3. Наше человеческое бытие в воле к знанию уже есть упрямство
3. Наше человеческое бытие в воле к знанию уже есть упрямство
— Прометей навлек на себя вину, потому что принес брошенным людям, которых Зевс хотел окончательно погубить, сознание, знание, технику. То, что делает человека человеком в неограниченных возможностях развития — это его исток в бунте Прометея, который, и прикованный к скале, остается самим собою, сохраняет силу говорить проникновенным тоном обвинителя в безмерной боли своего бессилия, не уступающего, однако, и силе, до тех пор, пока в божестве не произойдет перемена, и пока он сам не будет готов предаться ему и примириться с ним.
Это миф об уходящей в незапамятную древность вине вочеловечения (unvordenkliche Schuld des Menschwerdens). Грехопадение сопоставимо с ним только в этом своем истоке. Знание, впервые по-настоящему делающее его человеком и дающее ему все возможности его деятельного будущего, исторгает Адама из рая. Бог Ветхого Завета тоже пугается при виде опасного возвышения Адама: «Адам стал как один из нас»15, и, изгоняя его, делает однажды совершившееся отныне уже необратимым, как продолжающее действовать. Невинность становящейся свободы есть одновременно исконная вина божества, действующего насилием.
Так человек восприемлется в божественный мир. Человек понял здесь в форме мифов присущее ему сознание свободы, которое есть единственная и неотъемлемая истина его возможной экзистенции, и все-таки не есть безусловная истина, но — непостижимым образом — делает его виновным. Ценность и величие человека — это самовластное упрямство. Обыкновенно почти всегда в религиях народов бессилие и страх перед превосходящей силой божества заставляет подчиниться человека, ищущего для себя благосостояния и спасения.
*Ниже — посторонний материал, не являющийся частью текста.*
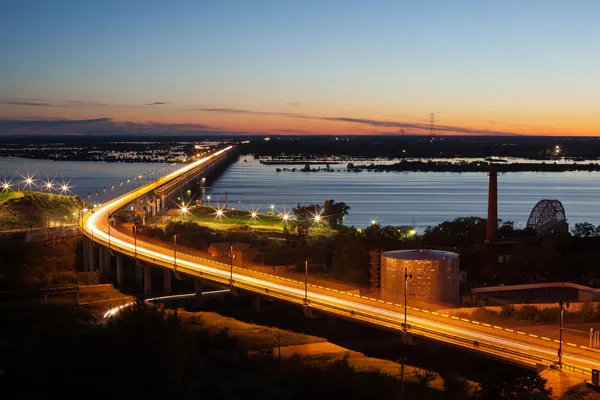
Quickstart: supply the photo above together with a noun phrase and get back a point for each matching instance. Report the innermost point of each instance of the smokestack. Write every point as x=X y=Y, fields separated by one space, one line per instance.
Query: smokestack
x=492 y=228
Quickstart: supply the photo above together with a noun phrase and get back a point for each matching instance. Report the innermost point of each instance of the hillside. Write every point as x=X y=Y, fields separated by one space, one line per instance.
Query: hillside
x=27 y=209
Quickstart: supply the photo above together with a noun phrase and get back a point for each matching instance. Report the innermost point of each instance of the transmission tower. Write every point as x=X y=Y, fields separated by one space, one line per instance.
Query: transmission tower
x=431 y=124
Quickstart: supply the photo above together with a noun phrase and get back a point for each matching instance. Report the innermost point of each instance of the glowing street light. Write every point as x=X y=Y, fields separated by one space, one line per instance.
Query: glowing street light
x=65 y=188
x=6 y=186
x=28 y=180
Но в редких случаях героизм человека вступал для него самого в божественное бытие, как аллегория его существа. Лишь намек на это слышен в грехопадении; однако только греку удалось с полной решительностью благочестиво узнать и представить на основе действительности его богов то, чем фактически был он сам. В этом ему предстал образ человеческого достоинства, сделавшийся с тех пор мерой того, чего человек требовал от самого себя и на что он был способен. Грек допустил, правда, чтобы трансценденция, в образе Мойры16, переместилась еще далее его богов к некоторой новой границе, где он уже почти не соприкасался с нею; но непреходящими письменами отметил он упрямство и преданность человека.
Свободное самобытие человеческой экзистенции развивает в себе эту вину отрывающегося в обособлении своеволия, воли к знанию в ее безграничной возможности, как внебожественного и противобожественного. Но отрывающаяся воля сама по себе божественна. Она идет не случайным путем, но возвращается к изменяющему себя самое божеству. Ибо, если бы бытие и деяние человека против божества не могло быть само божественным, то деяние это было бы лишено основания и даже невозможно, — разве что, в каком-нибудь смысле, само божество и было бы тем, кто действует в этом действии или допускает его. Но только в мире мифологии представление находит для себя должную меру, в которой невозможное — деятельность, противящаяся воле божества, — может быть мыслимо в соответствии с принципом: nemo contra deum nisi deus ipse17.